OPEC's crude production climbed in April to 32.64 million barrels per day, close to the highest in recent history, a Reuters survey showed.
Iraq's April exports from southern fields increased, as did seaborne exports from Russia, the biggest exporter outside OPEC.
Traders also cited a bearish stockpile rise of 821,969 barrels at the Cushing, Oklahoma delivery point for U.S. West Texas Intermediate (WTI)crude futures during the week to April 29.
Brent crude rose 21.5 percent in April, its largest monthly gain in seven years. Speculator bets on higher Brent prices reached all-time peaks last week, while bullish bets on WTI futures and options rose to 10-month highs, feeding investor views prices may have risen too far, too fast.
"While such huge speculative length in the crude benchmarks isn't capable of independently reversing the strong up trend of recent months, it will certainly act to accentuate price declines," said Jim Ritterbusch of Chicago-based oil markets consultancy Ritterbusch & Associates.
Monday's volume in Brent was visibly lower with the market in London closed for the May Day holiday.

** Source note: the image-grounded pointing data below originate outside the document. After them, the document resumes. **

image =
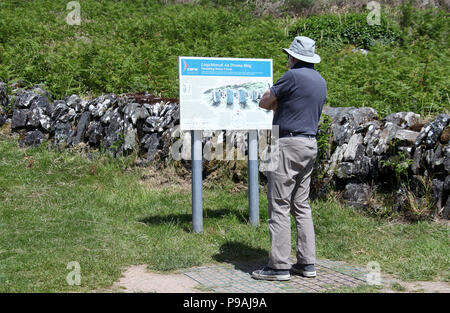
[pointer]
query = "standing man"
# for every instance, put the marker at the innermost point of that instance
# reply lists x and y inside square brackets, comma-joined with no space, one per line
[297,99]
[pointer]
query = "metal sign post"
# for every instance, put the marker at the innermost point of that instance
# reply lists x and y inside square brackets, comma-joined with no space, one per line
[223,93]
[197,201]
[253,177]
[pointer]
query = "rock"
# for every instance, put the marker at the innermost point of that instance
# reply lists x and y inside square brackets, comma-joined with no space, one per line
[445,136]
[355,148]
[386,136]
[114,132]
[63,130]
[151,124]
[357,194]
[4,100]
[438,160]
[150,144]
[94,133]
[438,190]
[106,118]
[60,111]
[130,139]
[446,210]
[134,112]
[33,138]
[347,120]
[75,103]
[447,158]
[19,119]
[81,128]
[407,137]
[186,146]
[403,119]
[432,130]
[400,198]
[23,99]
[335,159]
[417,164]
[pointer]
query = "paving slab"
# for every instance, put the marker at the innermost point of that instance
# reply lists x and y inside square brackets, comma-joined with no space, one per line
[235,277]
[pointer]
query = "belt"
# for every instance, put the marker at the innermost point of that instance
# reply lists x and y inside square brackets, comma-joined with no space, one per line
[295,134]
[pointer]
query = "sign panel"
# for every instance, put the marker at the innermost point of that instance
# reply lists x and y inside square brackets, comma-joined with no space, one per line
[222,93]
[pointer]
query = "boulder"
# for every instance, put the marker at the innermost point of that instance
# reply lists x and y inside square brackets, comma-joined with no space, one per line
[33,138]
[403,119]
[94,133]
[63,131]
[355,148]
[386,135]
[81,128]
[432,131]
[357,194]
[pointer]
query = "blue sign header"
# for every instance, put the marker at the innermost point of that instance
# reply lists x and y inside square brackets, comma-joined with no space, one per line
[225,67]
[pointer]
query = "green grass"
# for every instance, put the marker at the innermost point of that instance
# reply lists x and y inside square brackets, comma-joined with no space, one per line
[65,207]
[125,46]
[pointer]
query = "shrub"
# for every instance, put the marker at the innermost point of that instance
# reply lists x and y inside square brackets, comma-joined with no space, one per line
[337,30]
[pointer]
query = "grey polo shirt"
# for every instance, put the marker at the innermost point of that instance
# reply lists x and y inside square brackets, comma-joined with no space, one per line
[301,93]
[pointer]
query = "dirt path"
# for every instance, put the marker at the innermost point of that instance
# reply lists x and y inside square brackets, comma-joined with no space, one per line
[138,279]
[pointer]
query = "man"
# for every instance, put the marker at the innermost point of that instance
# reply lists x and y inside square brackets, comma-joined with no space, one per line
[297,99]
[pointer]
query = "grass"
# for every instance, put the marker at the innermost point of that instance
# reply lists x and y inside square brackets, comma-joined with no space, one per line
[62,207]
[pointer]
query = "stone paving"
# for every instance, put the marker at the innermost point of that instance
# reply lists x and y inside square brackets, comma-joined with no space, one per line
[235,277]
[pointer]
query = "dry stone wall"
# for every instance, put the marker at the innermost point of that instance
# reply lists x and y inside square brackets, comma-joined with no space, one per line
[400,153]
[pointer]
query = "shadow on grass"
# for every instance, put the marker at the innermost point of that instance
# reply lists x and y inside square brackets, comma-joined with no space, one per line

The premium until Friday in Brent's front-month versus second-month, known as "backwardation," also ended, with a discount, or "contango," now in its place.
"We would not be surprised to see the rally pause for breath soon and feel that the risks currently lie more to the downside," London-based Capital Economics said in note.
"We are leaving our end-2016 forecasts (for both Brent and WTI) at $45 per barrel, slightly below today's levels."
A weaker dollar which makes it cheaper for countries using other currencies to import dollar-traded fuel, kept further oil price losses at bay.
The chief of the International Energy Agency (IEA) said oil prices may have bottomed out if no major global economic issues emerge.
"In a normal economic environment, we will see the price direction is rather upwards than downwards," IEA Executive Director Fatih Birol said on Sunday during a G7 meeting of energy ministers in Japan.
Non-OPEC output is set to mark its biggest decline in around 20 years, Birol said.
At the G7 meeting, U.S. Energy Secretary Ernest Moniz said U.S. production would likely fall by 600,000 bpd this year from 2015, when output peaked at around 9.6 million bpd.
Last week, Texas-based Ultra Petroleum Corp, a victim of low oil and gas prices, filed for Chapter 11 bankruptcy protection.
The IEA's Birol also said a drawdown in global stockpiles should start toward the end of the year, though some U.S. shale producers are using the price rally to hedge their production.